KDE e. V. was founded because a legal counterpart to TT was needed
when the Free QT Foundation was setup. When Qt was GPL'ed this role
became obsolete and KDE e. V. hasn't done much since. It's a very loosely
organized club of KDE hackers, mostly those who attended KDE II, the
last meeting of KDE e. V.

Currently KDE e. V. accepts donations. This isn't much. We currently
hold about USD 10k as a backup in case SourceForge disappears. This is
money donated by IBM to buy IBM hardware in case we need it. For
events like LinuxTag KDE e. V. reimburses travel costs in the order of
USD 50 - 100 which roughly corresponds to the donations we get from
users.

So all in all it's so little money that we cannot afford a booth on a
show even if we spend all the money we have. That's the reason why
it is impossible to sponsor show events on a larger scale.

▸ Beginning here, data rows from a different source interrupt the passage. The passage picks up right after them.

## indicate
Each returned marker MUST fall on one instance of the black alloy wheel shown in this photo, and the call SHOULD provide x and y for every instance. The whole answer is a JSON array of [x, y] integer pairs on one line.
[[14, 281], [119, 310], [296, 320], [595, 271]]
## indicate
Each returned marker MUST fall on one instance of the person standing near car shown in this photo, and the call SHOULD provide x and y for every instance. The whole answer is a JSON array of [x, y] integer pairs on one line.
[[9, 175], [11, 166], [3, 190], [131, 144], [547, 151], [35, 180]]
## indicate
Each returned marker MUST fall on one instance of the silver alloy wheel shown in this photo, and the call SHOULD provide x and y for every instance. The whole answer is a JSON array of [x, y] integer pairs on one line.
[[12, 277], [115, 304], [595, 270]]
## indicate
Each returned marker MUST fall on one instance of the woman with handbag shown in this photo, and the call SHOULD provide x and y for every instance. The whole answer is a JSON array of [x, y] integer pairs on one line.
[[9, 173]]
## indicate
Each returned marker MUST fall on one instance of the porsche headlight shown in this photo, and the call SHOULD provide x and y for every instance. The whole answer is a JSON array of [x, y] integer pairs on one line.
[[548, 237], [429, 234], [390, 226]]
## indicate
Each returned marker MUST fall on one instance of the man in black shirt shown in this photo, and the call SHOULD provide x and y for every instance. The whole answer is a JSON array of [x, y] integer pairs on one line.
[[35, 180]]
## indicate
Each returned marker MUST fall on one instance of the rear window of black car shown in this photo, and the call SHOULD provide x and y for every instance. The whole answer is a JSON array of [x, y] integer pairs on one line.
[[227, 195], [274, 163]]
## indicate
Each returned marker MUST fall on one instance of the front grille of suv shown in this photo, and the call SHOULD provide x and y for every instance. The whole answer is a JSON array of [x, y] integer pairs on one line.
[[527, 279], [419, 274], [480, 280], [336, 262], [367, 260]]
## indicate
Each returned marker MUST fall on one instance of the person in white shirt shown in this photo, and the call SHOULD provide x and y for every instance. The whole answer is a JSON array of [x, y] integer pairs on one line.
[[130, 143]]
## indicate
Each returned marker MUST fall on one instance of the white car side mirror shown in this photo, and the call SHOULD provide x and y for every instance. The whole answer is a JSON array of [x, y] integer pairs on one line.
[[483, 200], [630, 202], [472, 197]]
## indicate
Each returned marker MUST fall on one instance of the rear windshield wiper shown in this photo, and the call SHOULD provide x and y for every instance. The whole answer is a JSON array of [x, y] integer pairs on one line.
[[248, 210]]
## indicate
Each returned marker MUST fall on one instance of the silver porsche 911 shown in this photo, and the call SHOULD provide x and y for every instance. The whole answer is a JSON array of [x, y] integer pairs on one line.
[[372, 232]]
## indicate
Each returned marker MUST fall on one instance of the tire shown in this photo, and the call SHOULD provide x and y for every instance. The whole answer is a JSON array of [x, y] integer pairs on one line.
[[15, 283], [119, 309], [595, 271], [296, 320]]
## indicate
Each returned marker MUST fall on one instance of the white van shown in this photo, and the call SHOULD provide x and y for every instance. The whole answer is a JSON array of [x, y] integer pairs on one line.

The situation with the League is a little better. The membership fees
are enough to create some decent press releases and do a little bit of
other work. That's basically what Andreas is doing and you can hardly
claim that his actions aren't visible or open enough.

Eirik and me don't do much. At least this is not very visible. I get
about 150 - 200 personal emails a day. Most of them fortunately just
require a yes or no answer or no answer at all. During busy weeks I
sometimes don't have a chance to read mails for several days. In short
I'm fairly busy. Nevertheless I'm doing quite a lot for KDE. Right now
I'm organizing the KDE hacker bugfix meeting here in Nuernberg to
finish KDE 3.0.

TrollTech and SuSE are sponsoring a meeting where about 25 KDE hackers
have been invited to have a meeting to fix the remaining bugs for KDE
3.0. The meeting will start on Tuesday next week and will last for a
week. By then KDE 3.0 is hopefully mostly ready for release.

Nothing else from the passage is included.